You want to see PTSD done well in a game? Go play Spec Ops: The Line. I wasn’t a big fan of the game itself, but the way they depicted PTSD was amazing. Subtlety and creativity are the key, not jump scares.

This could’ve been great, it could’ve been genuinely scary and got into the players head if it had been more cerebral. But it just doesn’t bother. Instead it relies on horror game and movie cliches that you’ve seen over and over and over again.
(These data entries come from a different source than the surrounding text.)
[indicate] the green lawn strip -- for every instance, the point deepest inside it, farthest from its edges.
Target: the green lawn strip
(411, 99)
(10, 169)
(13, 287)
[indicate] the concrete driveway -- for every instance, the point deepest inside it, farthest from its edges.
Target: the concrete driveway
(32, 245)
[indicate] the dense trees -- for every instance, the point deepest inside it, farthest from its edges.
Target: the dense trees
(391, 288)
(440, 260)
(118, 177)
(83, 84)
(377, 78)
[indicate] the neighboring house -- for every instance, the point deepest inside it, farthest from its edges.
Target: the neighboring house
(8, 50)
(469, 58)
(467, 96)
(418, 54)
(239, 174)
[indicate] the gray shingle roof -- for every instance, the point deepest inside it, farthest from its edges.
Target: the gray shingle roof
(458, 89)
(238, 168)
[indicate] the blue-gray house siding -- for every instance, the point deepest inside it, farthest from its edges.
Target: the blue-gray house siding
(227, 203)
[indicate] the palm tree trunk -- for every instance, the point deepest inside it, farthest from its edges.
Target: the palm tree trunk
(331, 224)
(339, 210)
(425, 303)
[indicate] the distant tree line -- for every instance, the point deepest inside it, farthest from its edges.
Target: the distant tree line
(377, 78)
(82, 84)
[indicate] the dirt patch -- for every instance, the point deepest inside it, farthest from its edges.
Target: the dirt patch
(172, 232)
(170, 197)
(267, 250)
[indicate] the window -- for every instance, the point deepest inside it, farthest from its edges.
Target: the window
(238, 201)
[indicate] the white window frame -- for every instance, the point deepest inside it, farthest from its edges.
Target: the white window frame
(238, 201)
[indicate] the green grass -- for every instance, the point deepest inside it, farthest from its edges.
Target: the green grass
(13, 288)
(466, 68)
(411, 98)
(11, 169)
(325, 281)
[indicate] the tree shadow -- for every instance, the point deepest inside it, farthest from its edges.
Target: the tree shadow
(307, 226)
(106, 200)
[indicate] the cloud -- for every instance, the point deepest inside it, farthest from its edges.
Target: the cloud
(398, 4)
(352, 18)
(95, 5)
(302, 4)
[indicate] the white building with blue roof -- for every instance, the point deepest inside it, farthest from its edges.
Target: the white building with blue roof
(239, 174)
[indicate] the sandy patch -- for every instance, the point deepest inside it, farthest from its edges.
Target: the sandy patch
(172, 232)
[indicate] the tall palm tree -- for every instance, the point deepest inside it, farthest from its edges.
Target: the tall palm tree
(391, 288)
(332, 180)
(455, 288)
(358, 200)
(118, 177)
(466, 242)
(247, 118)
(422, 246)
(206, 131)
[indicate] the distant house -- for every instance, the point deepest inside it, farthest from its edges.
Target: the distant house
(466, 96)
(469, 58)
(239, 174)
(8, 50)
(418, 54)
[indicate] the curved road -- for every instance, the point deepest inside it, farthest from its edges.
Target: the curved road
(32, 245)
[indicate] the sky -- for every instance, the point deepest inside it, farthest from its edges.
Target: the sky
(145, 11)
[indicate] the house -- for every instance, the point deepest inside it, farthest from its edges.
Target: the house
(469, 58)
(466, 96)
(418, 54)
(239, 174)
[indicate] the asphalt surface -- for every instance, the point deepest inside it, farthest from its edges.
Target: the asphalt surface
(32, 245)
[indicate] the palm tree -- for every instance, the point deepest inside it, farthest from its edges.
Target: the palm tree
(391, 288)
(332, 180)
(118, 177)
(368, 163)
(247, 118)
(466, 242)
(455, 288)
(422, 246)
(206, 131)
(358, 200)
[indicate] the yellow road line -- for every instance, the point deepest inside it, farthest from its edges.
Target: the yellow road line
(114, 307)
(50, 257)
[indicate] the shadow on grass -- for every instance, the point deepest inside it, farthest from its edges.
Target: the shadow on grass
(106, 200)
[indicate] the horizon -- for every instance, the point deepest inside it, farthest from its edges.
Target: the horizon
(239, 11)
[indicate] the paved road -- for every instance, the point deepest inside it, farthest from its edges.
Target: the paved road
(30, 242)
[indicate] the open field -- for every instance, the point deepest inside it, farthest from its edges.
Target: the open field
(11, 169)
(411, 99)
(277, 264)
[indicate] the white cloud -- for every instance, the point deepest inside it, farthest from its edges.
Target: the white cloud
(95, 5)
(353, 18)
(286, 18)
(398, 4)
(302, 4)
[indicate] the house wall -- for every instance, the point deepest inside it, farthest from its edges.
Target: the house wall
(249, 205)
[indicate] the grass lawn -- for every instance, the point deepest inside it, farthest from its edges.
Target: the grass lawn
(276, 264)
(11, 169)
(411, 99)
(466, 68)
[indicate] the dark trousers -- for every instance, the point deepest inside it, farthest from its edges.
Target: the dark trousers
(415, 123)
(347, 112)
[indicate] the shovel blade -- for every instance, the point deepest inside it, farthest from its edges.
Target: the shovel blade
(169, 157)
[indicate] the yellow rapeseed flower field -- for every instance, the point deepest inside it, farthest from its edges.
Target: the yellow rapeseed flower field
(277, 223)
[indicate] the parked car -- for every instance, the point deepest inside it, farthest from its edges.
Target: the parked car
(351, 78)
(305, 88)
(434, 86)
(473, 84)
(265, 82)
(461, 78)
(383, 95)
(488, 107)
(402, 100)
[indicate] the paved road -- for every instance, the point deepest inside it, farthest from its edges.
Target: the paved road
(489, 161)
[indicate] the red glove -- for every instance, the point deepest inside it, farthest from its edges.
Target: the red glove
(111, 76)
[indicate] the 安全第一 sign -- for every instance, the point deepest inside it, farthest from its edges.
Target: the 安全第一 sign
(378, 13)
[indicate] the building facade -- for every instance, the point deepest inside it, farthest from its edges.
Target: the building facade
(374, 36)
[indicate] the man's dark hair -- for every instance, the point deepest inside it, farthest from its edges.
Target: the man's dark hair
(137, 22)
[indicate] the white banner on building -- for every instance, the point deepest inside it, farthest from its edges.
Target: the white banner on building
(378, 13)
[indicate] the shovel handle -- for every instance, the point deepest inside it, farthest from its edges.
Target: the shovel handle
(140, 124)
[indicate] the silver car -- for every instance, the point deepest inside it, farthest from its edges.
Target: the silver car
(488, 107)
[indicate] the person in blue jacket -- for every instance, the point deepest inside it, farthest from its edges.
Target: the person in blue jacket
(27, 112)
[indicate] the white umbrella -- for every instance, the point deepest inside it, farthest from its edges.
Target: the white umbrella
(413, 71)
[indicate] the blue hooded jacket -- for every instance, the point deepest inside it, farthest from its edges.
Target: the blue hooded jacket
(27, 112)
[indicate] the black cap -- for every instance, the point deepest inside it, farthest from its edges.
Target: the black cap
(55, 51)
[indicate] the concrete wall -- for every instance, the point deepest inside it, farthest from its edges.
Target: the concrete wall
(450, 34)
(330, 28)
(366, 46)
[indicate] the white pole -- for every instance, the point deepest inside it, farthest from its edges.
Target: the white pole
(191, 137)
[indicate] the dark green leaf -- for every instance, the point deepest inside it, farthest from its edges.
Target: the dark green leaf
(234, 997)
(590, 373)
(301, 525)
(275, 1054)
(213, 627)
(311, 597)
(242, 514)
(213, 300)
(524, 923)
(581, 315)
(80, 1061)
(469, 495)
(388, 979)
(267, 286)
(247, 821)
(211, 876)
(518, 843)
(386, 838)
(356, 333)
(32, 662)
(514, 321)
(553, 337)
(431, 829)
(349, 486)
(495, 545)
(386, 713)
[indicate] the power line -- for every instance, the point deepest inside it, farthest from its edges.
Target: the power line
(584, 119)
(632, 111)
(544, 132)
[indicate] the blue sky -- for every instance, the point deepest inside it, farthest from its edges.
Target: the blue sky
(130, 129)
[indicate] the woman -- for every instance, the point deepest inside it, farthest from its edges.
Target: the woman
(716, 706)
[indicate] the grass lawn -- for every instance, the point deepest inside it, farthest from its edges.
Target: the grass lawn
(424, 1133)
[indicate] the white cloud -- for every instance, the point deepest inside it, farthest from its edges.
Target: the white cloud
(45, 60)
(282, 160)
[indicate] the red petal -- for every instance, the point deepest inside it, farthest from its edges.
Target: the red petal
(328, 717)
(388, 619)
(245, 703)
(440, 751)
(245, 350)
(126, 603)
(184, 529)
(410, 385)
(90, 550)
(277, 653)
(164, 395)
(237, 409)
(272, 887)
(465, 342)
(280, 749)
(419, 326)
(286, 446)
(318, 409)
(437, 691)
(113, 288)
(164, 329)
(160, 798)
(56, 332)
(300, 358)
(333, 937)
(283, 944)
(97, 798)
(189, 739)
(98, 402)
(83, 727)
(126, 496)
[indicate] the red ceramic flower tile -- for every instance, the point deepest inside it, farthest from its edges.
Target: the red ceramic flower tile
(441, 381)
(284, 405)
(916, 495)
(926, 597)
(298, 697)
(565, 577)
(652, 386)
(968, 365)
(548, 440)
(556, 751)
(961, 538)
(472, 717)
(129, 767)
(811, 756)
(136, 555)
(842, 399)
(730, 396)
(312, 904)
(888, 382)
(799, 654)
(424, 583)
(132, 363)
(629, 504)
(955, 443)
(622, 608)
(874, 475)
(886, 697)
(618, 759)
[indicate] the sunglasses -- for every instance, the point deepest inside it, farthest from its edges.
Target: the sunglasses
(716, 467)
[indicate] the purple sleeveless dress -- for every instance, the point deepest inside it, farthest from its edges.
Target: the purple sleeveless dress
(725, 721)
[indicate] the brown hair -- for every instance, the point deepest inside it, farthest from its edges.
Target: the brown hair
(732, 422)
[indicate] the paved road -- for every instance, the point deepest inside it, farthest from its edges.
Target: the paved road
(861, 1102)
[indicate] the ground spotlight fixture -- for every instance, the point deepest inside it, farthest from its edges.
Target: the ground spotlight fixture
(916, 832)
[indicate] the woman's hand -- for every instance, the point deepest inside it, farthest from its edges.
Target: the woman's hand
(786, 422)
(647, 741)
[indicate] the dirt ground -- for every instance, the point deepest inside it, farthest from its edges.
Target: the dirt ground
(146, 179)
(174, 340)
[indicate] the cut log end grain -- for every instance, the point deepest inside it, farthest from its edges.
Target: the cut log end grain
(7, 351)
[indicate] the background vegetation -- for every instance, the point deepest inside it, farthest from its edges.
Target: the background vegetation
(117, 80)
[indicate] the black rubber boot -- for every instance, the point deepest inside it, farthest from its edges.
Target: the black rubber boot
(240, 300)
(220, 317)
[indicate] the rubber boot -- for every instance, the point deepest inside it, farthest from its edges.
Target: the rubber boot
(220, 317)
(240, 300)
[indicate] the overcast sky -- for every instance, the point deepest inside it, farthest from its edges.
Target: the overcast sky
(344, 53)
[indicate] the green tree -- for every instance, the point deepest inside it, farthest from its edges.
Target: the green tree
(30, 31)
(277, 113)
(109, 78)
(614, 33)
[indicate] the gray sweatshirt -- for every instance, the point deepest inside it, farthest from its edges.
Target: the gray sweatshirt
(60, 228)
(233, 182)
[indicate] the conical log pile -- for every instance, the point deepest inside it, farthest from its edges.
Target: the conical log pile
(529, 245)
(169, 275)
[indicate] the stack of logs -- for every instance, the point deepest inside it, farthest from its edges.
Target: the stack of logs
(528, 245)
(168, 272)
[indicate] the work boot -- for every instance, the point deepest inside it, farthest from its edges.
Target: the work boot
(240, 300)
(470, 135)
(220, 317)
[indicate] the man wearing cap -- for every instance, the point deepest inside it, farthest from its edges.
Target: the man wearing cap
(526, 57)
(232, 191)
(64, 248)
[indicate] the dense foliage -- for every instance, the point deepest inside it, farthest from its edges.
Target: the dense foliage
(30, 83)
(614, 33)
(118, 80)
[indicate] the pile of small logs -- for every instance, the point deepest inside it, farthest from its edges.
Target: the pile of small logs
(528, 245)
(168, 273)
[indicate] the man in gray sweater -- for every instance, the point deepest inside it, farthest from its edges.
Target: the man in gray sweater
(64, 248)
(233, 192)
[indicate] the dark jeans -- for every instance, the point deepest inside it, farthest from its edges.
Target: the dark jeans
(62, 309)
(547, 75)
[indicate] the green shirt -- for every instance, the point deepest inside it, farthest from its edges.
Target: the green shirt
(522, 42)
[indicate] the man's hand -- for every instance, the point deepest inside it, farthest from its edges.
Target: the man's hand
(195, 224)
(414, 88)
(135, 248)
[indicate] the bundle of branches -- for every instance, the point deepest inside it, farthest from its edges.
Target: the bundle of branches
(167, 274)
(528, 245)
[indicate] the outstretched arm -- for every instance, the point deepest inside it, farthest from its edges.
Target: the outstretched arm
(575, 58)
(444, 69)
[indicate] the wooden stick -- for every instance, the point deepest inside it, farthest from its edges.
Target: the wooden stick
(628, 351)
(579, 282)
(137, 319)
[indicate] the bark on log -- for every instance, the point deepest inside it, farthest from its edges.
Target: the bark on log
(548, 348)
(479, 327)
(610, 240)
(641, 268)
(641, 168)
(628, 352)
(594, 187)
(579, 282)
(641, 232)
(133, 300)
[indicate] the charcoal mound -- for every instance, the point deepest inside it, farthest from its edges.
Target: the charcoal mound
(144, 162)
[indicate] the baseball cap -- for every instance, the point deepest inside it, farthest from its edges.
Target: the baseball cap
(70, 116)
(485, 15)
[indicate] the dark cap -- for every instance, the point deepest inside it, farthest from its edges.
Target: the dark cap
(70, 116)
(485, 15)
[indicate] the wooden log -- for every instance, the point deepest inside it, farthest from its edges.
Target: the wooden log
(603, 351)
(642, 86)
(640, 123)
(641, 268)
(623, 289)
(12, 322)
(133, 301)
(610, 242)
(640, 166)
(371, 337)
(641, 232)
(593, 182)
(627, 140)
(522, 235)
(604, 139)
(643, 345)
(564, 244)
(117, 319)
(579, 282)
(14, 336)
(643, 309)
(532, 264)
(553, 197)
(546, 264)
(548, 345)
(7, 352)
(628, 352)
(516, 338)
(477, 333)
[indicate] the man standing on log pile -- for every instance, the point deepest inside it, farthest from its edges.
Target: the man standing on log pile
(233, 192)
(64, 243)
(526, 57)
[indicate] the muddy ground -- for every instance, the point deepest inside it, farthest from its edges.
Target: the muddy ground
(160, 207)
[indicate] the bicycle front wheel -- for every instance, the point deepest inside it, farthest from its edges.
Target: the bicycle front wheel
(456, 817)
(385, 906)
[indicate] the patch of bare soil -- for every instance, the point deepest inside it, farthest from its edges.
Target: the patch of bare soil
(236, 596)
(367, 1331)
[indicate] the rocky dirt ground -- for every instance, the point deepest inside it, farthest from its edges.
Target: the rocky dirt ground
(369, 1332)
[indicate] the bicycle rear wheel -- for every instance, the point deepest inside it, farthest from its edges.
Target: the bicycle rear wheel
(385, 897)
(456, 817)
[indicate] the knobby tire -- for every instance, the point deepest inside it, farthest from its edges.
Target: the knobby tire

Now to be fair, the game does get very slightly interesting in the final act when you finally find the house where the not at all scary Blair Witch lives. The game gets really creative with it’s engine and use of the camcorder. Quite honestly, it’s great… but it goes and ruins the whole atmosphere by just needlessly dragging it out for too long. You get the same asinine puzzles again, the same jump scares again, the same shit over and over. At first, it’s like a breath of fresh air after all that traipsing around in a dark forest, it’s nice to see something ‘different’. The finale should have lasted 15 minutes or so, but it goes on and on for an hour, maybe longer. At that point, you just want the damn game to end before you fall asleep.

Blair Witch House

It’s not even a big game with a 4, maybe 5 hour playtime from start to end. There are multiple endings but to be honest, after a single play through, I have no intention of going back to find the other endings. There is little point in multiple endings when the game is so boring the first time.

I really wanted to like this despite not being s fan of the franchise. I really wanted a good and scary horror game. I set the right environment too. Played it alone, in the dark, late at night and wearing headphones. But it’s just too damn dull to be scary. I’m going back to Bloober Team’s Observer.